From the Daddies emerged Deathstroke the Terminator, Slade Wilson — but we learned there is indeed a healthy limit to just how bad you like your bad boys. Upon his exit interview, Slade confessed to us that honestly, he got a little turned around and thought this was supposed to be Meta Madhouse. Sorry, bud, you showed up too early. We’ll get you suited up for the next thing starting this Friday!
In a surprising second place showing was our dark horse candidate storming the competition as an early write-in favorite, Kite-Man! Our sensual silver medalist seemed perfectly happy to us with his runner-up finish, boasting that even being the “Second Sexiest Man in the DC Universe” will command respectable pull with the ladies. You’re a good sport, Charles Brown.
But with 50% of all submitted votes, we do have a clear winner. With his mile-wide rebellious streak, his fiery passion for his hometown, his tortured undead soul, and abs you could bounce a giant penny off of, our fan-favorite thirst trap couldn’t be more apparent! But don’t take our word for it -- here’s what you all had to say about this year’s red hot Romeo...
* “Do you guys have eyes? The only right vote here is Jason Todd.” -- DCU community member @seitan, proclaimed with cartoon hearts throbbing over his own eyes.
* “To me, Tim’s the one you want your kid to date. Jason’s the one you want a wild night out with.” -- @Jay_Kay, throwing caution to the wind.
* “Tim is great but too young. Deathstroke is way too bad. Kite-Man is funny but I think his whole schtick is not winning at anything.” -- @Onely, applying a course of deductive reasoning worthy of the Bat-Family.
* “He might have issues but I truly think Jason is a good person and would take good care of whoever his significant other is. Therefore I chose Jason. And he’s hot as heck. That too, he’s super hot.” -- @Broken-Knight, who really gets to the heart of the matter.
* “Always and forever a Jason Todd person. There is always a sort of allure to the bad boy of the family.” -- The paradoxically named @nightwing13.

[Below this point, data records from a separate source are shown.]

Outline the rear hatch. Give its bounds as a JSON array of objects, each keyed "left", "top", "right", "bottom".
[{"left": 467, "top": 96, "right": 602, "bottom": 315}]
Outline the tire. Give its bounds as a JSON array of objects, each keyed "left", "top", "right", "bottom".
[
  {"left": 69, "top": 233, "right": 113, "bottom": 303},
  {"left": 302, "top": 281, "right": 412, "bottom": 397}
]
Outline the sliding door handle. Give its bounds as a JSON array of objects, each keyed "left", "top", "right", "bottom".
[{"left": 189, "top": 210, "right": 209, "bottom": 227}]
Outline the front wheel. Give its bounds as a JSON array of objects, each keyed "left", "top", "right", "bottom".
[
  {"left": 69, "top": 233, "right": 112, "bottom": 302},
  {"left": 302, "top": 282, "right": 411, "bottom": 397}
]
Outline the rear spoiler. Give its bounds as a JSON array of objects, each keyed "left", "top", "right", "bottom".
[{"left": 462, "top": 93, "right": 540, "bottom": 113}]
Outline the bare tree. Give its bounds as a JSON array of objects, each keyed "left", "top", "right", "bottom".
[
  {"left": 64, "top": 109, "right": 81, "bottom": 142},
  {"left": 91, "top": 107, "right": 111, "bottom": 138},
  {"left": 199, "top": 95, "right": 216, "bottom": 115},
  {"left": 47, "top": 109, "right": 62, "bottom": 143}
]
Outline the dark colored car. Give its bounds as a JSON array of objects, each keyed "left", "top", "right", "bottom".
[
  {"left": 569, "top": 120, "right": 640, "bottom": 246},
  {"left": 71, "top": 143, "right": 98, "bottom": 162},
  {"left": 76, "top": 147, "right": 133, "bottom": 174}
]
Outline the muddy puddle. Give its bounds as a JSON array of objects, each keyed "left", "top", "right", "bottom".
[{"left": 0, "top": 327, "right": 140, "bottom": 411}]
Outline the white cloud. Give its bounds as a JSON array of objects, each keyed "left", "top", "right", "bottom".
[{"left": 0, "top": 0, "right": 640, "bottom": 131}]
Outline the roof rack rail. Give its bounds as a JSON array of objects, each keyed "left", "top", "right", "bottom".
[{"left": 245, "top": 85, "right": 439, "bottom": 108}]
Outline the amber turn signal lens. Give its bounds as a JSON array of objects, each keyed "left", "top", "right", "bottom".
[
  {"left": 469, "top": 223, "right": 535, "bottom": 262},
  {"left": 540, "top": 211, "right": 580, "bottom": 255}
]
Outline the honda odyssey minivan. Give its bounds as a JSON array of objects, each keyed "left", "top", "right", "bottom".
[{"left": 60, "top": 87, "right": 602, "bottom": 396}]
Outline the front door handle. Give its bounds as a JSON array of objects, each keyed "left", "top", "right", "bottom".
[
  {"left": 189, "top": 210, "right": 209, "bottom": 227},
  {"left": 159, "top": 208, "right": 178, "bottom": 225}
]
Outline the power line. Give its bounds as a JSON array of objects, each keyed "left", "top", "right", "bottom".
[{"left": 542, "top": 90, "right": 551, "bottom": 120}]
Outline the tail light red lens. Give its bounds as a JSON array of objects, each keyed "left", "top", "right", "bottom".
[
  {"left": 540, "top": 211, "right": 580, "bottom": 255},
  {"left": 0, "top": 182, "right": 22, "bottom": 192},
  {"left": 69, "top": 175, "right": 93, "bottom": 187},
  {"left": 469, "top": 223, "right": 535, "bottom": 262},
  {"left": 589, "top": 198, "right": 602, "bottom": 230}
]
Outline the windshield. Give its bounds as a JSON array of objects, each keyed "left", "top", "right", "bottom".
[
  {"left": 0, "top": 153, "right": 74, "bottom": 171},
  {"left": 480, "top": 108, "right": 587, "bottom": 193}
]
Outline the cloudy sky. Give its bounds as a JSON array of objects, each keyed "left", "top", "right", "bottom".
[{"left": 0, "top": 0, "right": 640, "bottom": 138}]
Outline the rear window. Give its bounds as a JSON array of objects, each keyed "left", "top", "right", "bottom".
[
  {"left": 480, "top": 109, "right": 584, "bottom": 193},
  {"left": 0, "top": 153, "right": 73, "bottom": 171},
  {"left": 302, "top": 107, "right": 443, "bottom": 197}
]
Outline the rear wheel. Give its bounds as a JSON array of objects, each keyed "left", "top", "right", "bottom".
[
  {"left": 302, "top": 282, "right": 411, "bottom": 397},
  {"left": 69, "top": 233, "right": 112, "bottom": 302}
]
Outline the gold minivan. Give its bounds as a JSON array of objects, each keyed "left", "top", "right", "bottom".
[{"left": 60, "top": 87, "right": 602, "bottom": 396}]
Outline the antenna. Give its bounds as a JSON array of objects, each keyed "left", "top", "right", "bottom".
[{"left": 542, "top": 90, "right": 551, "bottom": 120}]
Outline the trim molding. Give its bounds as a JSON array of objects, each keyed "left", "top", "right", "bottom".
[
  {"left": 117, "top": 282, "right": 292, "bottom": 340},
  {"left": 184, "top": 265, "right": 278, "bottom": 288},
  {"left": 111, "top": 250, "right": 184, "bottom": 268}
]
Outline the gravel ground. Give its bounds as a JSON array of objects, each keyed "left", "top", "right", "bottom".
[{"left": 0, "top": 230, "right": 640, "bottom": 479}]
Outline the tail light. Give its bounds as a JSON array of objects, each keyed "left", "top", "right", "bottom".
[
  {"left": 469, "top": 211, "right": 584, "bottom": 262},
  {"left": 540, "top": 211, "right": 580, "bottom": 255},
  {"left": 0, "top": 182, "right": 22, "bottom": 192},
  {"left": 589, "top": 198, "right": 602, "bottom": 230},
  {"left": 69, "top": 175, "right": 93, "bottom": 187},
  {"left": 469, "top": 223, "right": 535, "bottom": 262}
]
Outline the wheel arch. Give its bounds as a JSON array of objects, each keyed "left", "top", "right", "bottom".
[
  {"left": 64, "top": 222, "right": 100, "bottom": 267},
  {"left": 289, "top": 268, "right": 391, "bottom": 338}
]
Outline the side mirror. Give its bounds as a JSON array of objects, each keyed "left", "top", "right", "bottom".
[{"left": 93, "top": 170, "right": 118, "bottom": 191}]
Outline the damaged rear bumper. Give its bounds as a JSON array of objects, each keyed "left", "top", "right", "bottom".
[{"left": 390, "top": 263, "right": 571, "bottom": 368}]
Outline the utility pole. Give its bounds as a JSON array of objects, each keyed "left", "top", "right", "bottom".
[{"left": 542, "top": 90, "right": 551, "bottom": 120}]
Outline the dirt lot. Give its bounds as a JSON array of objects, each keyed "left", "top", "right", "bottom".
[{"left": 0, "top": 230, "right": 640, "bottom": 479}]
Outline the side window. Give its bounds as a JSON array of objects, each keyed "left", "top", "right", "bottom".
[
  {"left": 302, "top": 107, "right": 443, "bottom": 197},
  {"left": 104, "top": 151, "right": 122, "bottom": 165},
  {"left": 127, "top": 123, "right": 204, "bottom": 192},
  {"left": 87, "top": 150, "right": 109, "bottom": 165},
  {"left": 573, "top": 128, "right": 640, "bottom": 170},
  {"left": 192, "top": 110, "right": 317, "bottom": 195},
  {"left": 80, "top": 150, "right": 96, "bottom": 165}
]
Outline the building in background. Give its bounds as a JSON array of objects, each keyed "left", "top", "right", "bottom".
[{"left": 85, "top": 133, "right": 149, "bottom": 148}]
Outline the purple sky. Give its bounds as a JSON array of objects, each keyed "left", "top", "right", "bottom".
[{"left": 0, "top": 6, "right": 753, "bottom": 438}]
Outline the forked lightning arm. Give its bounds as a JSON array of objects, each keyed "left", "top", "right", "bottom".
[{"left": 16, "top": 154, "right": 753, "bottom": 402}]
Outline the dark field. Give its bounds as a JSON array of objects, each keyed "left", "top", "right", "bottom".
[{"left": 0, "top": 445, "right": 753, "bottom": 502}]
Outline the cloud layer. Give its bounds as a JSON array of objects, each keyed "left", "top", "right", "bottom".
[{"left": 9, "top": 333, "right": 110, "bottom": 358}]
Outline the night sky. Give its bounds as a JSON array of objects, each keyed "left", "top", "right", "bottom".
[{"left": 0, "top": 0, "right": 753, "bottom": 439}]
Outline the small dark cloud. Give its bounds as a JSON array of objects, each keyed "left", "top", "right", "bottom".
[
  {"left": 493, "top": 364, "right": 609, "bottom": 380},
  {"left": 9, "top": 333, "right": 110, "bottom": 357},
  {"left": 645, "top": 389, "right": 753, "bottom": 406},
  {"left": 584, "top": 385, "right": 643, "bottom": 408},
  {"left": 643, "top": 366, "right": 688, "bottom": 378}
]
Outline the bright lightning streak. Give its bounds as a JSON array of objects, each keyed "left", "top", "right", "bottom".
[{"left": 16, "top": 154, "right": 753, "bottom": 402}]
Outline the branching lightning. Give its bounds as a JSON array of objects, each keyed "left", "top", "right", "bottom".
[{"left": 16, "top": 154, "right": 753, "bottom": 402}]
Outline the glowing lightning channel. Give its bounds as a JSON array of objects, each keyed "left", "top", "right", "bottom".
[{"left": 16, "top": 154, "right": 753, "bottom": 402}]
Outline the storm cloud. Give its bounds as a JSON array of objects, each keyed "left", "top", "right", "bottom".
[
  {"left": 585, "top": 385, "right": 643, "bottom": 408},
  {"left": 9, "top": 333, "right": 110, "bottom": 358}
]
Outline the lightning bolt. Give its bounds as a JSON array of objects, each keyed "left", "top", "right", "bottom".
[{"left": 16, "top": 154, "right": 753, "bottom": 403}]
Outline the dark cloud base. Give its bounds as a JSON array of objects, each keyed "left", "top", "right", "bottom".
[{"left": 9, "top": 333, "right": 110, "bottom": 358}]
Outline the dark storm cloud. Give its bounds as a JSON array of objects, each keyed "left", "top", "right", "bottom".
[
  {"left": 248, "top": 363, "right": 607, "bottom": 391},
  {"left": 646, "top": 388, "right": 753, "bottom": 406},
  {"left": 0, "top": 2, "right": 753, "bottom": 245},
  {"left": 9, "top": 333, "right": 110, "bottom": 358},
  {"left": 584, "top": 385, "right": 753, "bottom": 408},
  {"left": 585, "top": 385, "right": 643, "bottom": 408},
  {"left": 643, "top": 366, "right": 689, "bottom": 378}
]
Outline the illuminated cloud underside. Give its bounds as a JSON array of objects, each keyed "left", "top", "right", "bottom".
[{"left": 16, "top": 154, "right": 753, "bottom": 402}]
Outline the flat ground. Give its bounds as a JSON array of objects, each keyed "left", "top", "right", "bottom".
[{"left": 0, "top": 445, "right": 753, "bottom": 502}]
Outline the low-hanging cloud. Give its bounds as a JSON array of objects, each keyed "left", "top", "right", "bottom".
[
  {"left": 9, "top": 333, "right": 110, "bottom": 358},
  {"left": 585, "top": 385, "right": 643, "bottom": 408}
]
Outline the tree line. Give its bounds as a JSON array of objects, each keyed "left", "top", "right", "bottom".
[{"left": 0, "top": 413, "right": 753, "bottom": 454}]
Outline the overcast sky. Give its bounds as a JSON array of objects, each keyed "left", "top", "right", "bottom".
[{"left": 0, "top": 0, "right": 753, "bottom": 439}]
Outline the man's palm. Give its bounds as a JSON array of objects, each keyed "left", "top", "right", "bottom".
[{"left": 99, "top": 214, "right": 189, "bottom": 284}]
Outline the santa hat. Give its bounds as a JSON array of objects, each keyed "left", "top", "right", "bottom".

* "He is catharsis at the moment that you most need it, wrapped up in a deadpan wit and a conventionally attractive physique. And that’s not to everyone’s tastes, but there are a lot of us for whom that adds up to pure sex on two legs." -- @mysterious_stranger, who is definitely not Jason Todd himself.
So without any further delay, we are proud to announce that our winner of the 85th Annual Sexiest Man in the DC Universe competition: JASON TODD! Talk about calling into the HOT Line! We’re outta BREATH in the family! Get us a peek under the Red Hood! You’ll have to pry us away with a crowbar! If loving Jay Todd is a crime, then we’re ALL Outlaws now.
At least, until Dick Grayson decides he wants the title back. We all know the score here.